Es gibt jedes Jahr ein opulentes Programm, 10 Tage Dauerbeschallung. Warum erschlägt die Leute das nicht?
Rohlf: Vielleicht tut es das sogar – aber genau das ist die Idee: Wir wollen, dass die Leute ihre persönlichen Ressourcen überschreiten: Wie viel schaffe ich mir anzusehen und -hören, was kann ich davon aufnehmen, was kann ich an Eindrücken verarbeiten. Wir erzeugen einen temporären Ausnahmezustand, in dem die Leute geöffneter sind. Das ist ja auch das, was Club ausgemacht hat und ausmacht.
Herr Rohlf, ist es als Kurator eines Festivals für elektronische Avantgarde manchmal schwer, öffentlichen Geldgebern zu erklären, was man da eigentlich macht?
Rohlf: Schon. Es ist ja auch so: Wir wollen zwischen den Stühlen sitzen. Wir glauben nicht daran, dass es uns voranbringt, wenn man Musik immer nur in Szenen wie Improv, Jazz, Klassik oder elektronische Musik aufgliedert. Es gibt so viel unterschiedliche ineinander greifende Ansätze zu Sound und Kunst und Musik, die wollen wir aufgreifen und verstärken. Das Fördersystem ist aber sehr statisch auf sehr einzelne Sparten ausgelegt. Das läuft der Realität und auch der Gesellschaft hinterher – die ist auch vielerorts hybrider und vielfältiger. Uns gibt es nun seit 18 Jahren, und wir haben in all den Jahren immer wieder Förderungen bekommen. Aber wir haben es nicht geschafft, eine strukturelle Förderung zu bekommen, die es uns ermöglicht, langfristiger zu planen.
Wie gleichberechtigt geht es beim CTM zu?
Rohlf: Wir waren da nicht in allen Jahren so vorbildlich, wir wurden dafür auch zu Recht kritisiert. In diesem Jahr haben wir im Line-up 44 Prozent Frauen und 49,5 Prozent Männer dabei – und dann noch Personen, die sich weder als Frau noch als Mann verstehen und gemischte Projekte.
Frau Tran, wie erleben Sie das Geschlechterverhältnis in Clubs, bei Festivals generell?
Tran: Es ist keine Selbstverständlichkeit, als Frau DJ und Produzentin zu sein.

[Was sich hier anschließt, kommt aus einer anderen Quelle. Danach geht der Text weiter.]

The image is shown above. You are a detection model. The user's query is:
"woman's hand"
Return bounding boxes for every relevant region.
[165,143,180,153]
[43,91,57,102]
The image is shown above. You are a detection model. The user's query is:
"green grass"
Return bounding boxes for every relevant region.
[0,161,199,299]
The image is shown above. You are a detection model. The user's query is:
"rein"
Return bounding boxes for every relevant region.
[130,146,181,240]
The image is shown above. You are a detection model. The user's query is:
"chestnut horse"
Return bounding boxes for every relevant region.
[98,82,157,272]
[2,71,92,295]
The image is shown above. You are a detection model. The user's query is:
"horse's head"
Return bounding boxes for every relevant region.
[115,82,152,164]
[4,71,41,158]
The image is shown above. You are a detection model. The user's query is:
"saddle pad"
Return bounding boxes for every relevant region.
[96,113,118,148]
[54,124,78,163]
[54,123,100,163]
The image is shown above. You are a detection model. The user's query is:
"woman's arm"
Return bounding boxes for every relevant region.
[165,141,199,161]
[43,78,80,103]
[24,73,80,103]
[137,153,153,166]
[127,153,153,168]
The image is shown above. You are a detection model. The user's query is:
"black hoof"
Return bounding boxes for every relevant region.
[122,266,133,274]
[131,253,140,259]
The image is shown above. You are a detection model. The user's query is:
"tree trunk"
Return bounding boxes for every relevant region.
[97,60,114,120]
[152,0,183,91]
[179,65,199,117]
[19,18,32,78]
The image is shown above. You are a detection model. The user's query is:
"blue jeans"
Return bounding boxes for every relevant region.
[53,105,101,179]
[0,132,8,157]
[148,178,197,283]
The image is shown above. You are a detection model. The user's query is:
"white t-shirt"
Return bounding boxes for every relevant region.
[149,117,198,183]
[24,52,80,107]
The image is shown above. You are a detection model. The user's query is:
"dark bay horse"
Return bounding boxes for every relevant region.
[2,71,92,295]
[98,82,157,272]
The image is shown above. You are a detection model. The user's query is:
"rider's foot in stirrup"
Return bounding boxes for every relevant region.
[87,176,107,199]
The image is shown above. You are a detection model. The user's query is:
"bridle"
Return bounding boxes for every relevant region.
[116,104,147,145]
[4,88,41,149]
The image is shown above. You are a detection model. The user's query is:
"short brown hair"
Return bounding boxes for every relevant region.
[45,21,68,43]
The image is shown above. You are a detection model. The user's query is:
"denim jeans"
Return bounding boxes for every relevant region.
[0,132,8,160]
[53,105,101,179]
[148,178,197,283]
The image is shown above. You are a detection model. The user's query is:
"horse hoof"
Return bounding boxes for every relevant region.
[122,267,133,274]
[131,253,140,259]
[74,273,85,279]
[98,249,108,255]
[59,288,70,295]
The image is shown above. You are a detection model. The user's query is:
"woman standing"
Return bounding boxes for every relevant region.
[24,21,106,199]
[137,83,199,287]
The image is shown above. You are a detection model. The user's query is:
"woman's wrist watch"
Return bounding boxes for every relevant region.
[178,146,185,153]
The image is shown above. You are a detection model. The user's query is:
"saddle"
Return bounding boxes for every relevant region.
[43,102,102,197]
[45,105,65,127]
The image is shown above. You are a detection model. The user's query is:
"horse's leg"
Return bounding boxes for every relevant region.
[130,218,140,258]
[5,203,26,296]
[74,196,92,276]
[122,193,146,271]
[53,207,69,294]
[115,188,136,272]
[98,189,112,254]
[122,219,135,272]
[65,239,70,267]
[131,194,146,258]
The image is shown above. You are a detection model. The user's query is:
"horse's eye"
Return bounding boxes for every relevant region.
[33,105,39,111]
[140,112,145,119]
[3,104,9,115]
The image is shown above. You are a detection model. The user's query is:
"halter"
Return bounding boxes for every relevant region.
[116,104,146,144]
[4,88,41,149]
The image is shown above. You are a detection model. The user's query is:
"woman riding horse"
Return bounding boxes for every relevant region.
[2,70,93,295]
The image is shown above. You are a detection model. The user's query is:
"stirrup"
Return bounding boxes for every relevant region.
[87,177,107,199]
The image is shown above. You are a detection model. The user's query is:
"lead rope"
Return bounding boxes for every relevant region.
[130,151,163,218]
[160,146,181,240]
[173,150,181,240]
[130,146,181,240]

Von Tontechnikern oder Veranstaltern wird man oft anders behandelt: Sie kommentieren das Aussehen, erklären ausgiebig das Equipment – Sachen, die eigentlich kein Thema sein sollten.
Aber die Aufmerksamkeit für das Thema ist gerade voll da.
Tran: Ja, manches wird dadurch aber auch fragwürdig. Zum Beispiel, wenn Veranstaltungen mit „All-Female-Line-up“ beworben werden. Es sollte kein Aushängeschild für einen Clubabend sein, dass da Frauen spielen, es sollte normal sein.